Rui Cardoso Martins

Carteira de carteiristas

Algumas das figuras mais interessantes nos tribunais não estão do lado que se espera, no banco dos réus. Acontece aparecer um juiz (ou juíza) bruto ou, pelo contrário, doce como a mãe que sussurra, à criança assustada pela noite, uma canção de embalar. Já vi arguidos e testemunhas, que tentavam dar um contexto aos factos, a serem cortados asperamente:

– Já lhe disse que passe à frente, viu ou não viu?!

Mas também assisti a juízas explicando a velhotas:

– Minha querida, precisa de água, quer contar desde o início?

De maneira que, por violência verbal ou doçura, o protagonismo do caso fica às vezes fora do seu eixo, por assim dizer. Depois temos os advogados que tropeçam na inexperiência ou, pelo contrário, jovens calmos que largam bombas:

– Senhora juíza, estou a usar modos civilizados. Não estou habituado a ser tratado com maneiras mais próprias de uma conversa de bêbedos numa taberna…

Isto foi dito a uma juíza impaciente e de boca aberta. Ameaçou o advogado com processo mas, finalmente, acalmou a voz.

Este caso é diferente: nunca tinha visto em acção um advogado com clientes carteiristas. Um carteirista, talvez concordem, talvez não, é aquele tipo de criminoso que, a não ser que nos roube a nossa carteira, tem qualquer coisa de cómico. Andam em eléctricos, autocarros, metros atulhados de turistas, de ar ausente, em grupos organizados (este desequilibra-se, o outro agarra e limpa a vítima). Bandos de mãozinhas marotas, de palito nos dentes, o dedo indicador e o médio esticados (um bom carteirista tem dedos do mesmo comprimento, usa-os como pinça de carteiras). Qualquer filme de ladrões simpáticos inclui um artista que, já tudo parece perdido, tira de bolso alheio o papel salvador.

No banco do tribunal estava um homem de ar ausente. Acusado, por assim dizer, de carteirismo. A meio da sessão entrou outro, com barba cinzenta e triste. Fizeram de conta que não se conheciam, tentando provar não fazerem parte da agremiação descrita no processo como “bando de carteiristas”. O caso deu-se em 2012, quando a explosão turística em Lisboa e Porto estava a começar. Desapareceu a carteira de um espanhol que subia para um eléctrico de Lisboa. Acusaram um “homem de chapéu” e os seus ajudantes de quadrilha. Mas a carteira reapareceu e a polícia não os apanhou em flagrante. Foi só na esquadra que a polícia disse que tinham sido eles, porque já os conhecia. O advogado, grisalho de cabeça, negro de roupa, tentava reverter a condenação. Dava os seus argumentos:

-Até que ponto o “diz-que-diz” da polícia serve para condenar arguidos? Dantes era assim: havia um Código Penal que dizia que aquilo que a polícia diz é força de verdade! Ou a defesa tinha umas provas espectaculares, ou a condenação estava feita. E ao longo dos anos tenho visto uma pose do Ministério Público que é a de colagem às teses da polícia! Passados sete anos, um carteirista continua sem ter cadastro? Um carteirista conhecido?! Os tempos mudaram, a polícia já não tem a credibilidade que tinha há 30 ou 40 anos. Há uma esquadra inteira a ser investigada, a de Alfragide. Noutro caso, polícias deram um tareão a um desgraçado dentro da sala do tribunal! Os tempos mudaram, como disse o outro…
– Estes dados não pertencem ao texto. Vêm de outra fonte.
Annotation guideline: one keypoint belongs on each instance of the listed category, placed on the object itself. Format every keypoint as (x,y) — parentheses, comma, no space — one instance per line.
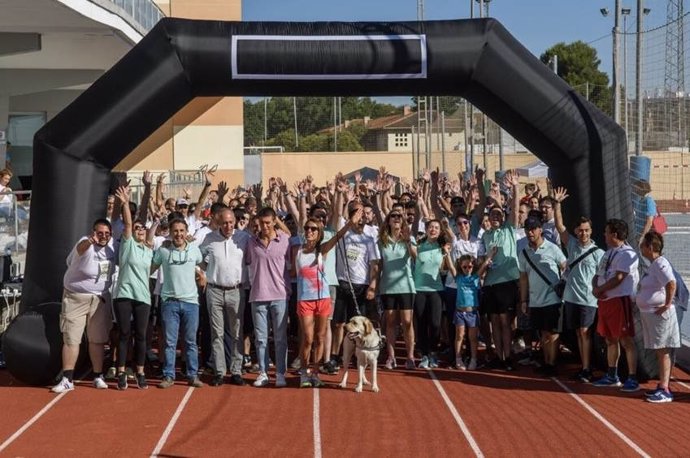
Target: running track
(417,413)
O outro deverá ser Bob Dylan. Sobre os acontecimentos no eléctrico de uma colina de Lisboa:

– Não é por terem dito “é aquele, eu conheci-o”. Eu não vejo lá o Paulo R. Vejo só uma pessoa com chapéu que a polícia diz que é o Paulo R.!

Seria necessária a prova de reconhecimento pericial da face, como noutros países. E então poder-se-ia dizer, cientificamente, “há 80 por cento de hipóteses de ser ele”.

– Isso são contas doutro rosário. Mas o senhor polícia diz: “Este homem é culpado”. Mas isto é prova de quê?!

Quanto ao presumível carteirista, só interveio no fim da sessão.

-Não desejo dizer mais nada.

A juíza via na agenda a próxima data. E o advogado, de cabeça à banda como galo a medir o adversário, sorriu:

– Nesse dia temos julgamento com outros dois presumíveis inocentes que estão presos!

Sem querer aderir às teses da polícia, é possível praticar advocacia com carteira de carteiristas.